Observability Patterns

Integrate TableTheory applications with AWS observability tools.

CloudWatch Metrics

  • DynamoDB Metrics: Monitor ConsumedReadCapacityUnits, ConsumedWriteCapacityUnits, ThrottledRequests, IteratorAge (for streams).
  • Lambda Metrics: Track Invocations, Errors, Duration, Throttles.
  • Custom Application Metrics: Emit custom metrics for business-critical events, API latency, and error rates using a metric library (e.g., Go kit metrics, Prometheus client).

AWS X-Ray Tracing

  • Automatic Instrumentation: TableTheory integrates with the AWS SDK, which can be automatically instrumented by X-Ray in Lambda environments.
  • Distributed Tracing: Provides end-to-end visibility into requests, from API Gateway through Lambda to DynamoDB, helping identify latency bottlenecks.

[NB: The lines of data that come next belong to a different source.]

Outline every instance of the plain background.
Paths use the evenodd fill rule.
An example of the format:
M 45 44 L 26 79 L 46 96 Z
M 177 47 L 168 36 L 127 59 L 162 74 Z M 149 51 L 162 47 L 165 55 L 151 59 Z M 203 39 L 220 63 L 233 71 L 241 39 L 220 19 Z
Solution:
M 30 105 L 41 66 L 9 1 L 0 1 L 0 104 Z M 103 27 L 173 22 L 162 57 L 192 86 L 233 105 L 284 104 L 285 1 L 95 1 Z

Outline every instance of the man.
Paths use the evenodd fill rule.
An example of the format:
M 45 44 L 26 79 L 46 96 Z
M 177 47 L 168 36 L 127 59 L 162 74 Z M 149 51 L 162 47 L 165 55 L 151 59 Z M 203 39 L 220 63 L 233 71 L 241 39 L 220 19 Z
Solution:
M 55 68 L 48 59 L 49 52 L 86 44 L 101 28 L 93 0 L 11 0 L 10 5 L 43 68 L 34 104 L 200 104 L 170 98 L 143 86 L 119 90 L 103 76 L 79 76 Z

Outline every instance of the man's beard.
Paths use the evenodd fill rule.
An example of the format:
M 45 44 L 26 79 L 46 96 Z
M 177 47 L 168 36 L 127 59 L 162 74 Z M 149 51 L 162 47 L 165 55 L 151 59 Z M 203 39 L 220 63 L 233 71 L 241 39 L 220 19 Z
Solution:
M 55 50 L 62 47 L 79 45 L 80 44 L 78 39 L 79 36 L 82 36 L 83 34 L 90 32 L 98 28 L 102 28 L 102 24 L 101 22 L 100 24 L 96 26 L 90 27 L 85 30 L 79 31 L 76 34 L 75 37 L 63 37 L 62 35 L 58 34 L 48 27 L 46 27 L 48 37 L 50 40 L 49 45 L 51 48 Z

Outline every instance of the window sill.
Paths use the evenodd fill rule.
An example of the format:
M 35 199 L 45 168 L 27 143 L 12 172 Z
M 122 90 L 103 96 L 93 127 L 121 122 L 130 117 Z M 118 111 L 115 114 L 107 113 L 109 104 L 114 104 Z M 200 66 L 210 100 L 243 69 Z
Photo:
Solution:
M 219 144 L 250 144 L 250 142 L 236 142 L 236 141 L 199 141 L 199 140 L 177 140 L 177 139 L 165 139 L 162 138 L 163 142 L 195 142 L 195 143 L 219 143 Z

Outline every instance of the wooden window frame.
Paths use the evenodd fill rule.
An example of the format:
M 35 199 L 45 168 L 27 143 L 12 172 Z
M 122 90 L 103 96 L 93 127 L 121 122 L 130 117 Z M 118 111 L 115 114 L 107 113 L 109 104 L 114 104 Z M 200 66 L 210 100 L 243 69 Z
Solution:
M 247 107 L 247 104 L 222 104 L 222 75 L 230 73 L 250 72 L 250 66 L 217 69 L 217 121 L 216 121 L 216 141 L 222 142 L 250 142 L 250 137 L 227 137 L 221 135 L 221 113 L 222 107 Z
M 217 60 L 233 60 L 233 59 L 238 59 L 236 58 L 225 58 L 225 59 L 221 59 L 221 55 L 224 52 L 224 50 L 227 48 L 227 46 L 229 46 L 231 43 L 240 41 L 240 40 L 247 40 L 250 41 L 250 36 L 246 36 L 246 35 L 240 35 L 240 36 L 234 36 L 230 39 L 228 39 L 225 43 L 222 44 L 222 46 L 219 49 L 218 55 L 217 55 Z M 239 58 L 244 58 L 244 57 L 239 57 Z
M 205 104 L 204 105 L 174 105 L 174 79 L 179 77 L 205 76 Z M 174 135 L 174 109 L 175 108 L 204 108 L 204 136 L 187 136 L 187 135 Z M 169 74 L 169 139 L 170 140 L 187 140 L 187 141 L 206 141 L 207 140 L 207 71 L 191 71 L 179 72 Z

Centralized Logging (CloudWatch Logs)

  • Structured Logging: Use structured logging (e.g., JSON format) within your Lambda functions to make logs easily searchable and parsable.
  • Error Alarms: Set CloudWatch alarms on specific error patterns in your logs to trigger alerts.

Security Patterns

Follow these security best practices when using TableTheory.

IAM Policies

  • Least Privilege: Grant only the necessary DynamoDB permissions (dynamodb:GetItem, dynamodb:PutItem, etc.) to your Lambda execution roles.
  • Resource-Level Permissions: Restrict permissions to specific table ARNs where possible.

Data Encryption

  • Encryption at Rest: DynamoDB supports encryption at rest by default using AWS Key Management Service (KMS).
  • Encryption in Transit: All communication with DynamoDB is encrypted via HTTPS.

VPC Endpoints

  • Private Connectivity: For applications within a VPC, use VPC Endpoints for DynamoDB to keep traffic within the AWS network, improving security and reducing data transfer costs.

Input Validation

  • Application Layer Validation: Always validate incoming API requests and user inputs within your Lambda functions before passing them to TableTheory to prevent injection attacks or invalid data.